Nineteen children in Minneapolis have been shot this year, an increase of 171% over the same period in 2020. Their relatives wonder where the protesters are. “Why ain’t nobody mad about a 10-year-old, my grandson, fighting for his life?” asked Sharrie Jennings, Ladavionne’s grandmother, at a May 17 mayoral event. “Because a cop didn’t shoot him, is that why?” Ms. Jennings warned of “a deadly summer” for kids if the mayor and police chief don’t “step up.” Later that day, Aniya Allen, 6, was caught in a shootout between rival gangs while in her mother’s car. Aniya died on May 19.

This increase in violence can only be due to the Black Lives Matter movement and the anti-police agitation that left-wing politicians and activists have eagerly promoted. There is, of course, no accountability in the liberal press, but who knows? There might be accountability at the polls in 2022.

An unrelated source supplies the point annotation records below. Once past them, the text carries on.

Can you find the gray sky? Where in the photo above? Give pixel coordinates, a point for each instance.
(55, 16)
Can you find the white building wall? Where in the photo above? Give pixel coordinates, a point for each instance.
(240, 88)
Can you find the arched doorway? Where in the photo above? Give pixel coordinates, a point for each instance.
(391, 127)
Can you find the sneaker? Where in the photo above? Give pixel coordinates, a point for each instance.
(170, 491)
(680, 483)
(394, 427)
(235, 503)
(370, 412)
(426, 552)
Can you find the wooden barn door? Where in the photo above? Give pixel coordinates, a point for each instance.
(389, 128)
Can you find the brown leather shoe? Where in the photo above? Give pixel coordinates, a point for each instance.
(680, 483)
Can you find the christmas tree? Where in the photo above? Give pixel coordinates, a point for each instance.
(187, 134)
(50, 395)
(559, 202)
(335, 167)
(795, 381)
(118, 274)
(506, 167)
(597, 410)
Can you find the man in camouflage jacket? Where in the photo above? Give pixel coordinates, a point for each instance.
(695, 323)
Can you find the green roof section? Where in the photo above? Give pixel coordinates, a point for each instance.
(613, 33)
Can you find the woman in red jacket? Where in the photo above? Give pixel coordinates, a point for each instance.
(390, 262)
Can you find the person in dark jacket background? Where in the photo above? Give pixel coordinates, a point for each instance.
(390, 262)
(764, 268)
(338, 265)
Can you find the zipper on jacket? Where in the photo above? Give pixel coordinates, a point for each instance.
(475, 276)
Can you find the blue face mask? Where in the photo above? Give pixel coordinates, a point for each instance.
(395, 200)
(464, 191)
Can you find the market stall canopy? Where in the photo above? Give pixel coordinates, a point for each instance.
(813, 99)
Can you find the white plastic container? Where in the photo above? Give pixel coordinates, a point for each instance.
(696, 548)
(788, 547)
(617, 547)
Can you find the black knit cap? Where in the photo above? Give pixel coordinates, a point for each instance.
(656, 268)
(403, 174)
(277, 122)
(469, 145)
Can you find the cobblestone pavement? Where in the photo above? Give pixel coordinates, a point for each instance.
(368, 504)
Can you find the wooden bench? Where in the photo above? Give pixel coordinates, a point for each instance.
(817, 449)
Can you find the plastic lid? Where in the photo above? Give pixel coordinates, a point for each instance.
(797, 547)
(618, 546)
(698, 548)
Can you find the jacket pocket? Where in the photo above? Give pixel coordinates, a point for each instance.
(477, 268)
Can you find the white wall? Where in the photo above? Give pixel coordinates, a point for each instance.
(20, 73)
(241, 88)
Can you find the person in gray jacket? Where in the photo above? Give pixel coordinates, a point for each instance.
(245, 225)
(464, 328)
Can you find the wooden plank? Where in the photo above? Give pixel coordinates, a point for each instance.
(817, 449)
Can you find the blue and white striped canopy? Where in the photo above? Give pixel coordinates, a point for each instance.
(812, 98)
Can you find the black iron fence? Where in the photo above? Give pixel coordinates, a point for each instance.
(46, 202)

But that’s not all. Above and beyond Minneapolis’s appalling crime statistics, there is a broader breakdown in social norms, in law and order. What used to be unthinkable has, over the past year, become not only thinkable but a daily reality.

Thus, lawless elements are drag racing on the city’s streets, cheered on by big crowds and apparently immune to arrest, as law enforcement retreats in response to hostility from the local political establishment. One such drag race recently culminated in a fiery crash in a tunnel used daily by many thousands of Minnesotans that was captured on camera. A couple of people burned alive.

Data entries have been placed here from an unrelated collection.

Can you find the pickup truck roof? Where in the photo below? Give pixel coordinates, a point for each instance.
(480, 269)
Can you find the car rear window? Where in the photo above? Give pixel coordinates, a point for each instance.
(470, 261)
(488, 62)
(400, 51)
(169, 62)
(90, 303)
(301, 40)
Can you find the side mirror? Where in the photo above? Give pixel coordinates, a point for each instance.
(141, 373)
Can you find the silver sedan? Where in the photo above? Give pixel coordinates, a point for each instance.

In addition to drag racing, there is something called “burnouts.” Late last Saturday night, a big crowd–it looks to me like a couple thousand people–gathered in South Minneapolis to watch cars doing burnouts at a major Minneapolis intersection, Lake St. and Lyndale Avenue. This is not a slum, but rather the heart of “Uptown,” which historically has been one of Minneapolis’s main entertainment and retail districts. And yet large numbers of lawless individuals illegally blocked traffic on both major thoroughfares, in both directions. The festivities ended only when a car doing a burnout, whatever that is, inadvertently skidded into the crowd, sending at least one victim to a hospital. Personally, I find this video more shocking than an increase in gang violence:


A certain level of shared assumptions and values is necessary for any society to exist successfully. I don’t think that has been an issue in the U.S. since the end of the Civil War, until now.

Today, our establishment–the Biden administration and the federal Administrative State, state and municipal governments in places like Minnesota, the press, academia and K-12 education, the entertainment industry, most of big business including Big Tech, and other establishment forces, are all aligned behind an agenda that is deeply divisive. Not only divisive, but essentially anti-American.

Has any country ever survived, let alone prospered, when led by elites that hate their own country? I doubt it. The City of Minneapolis is a pretty good guide to where the Left’s anti-American, anti-civilization policies are taking us.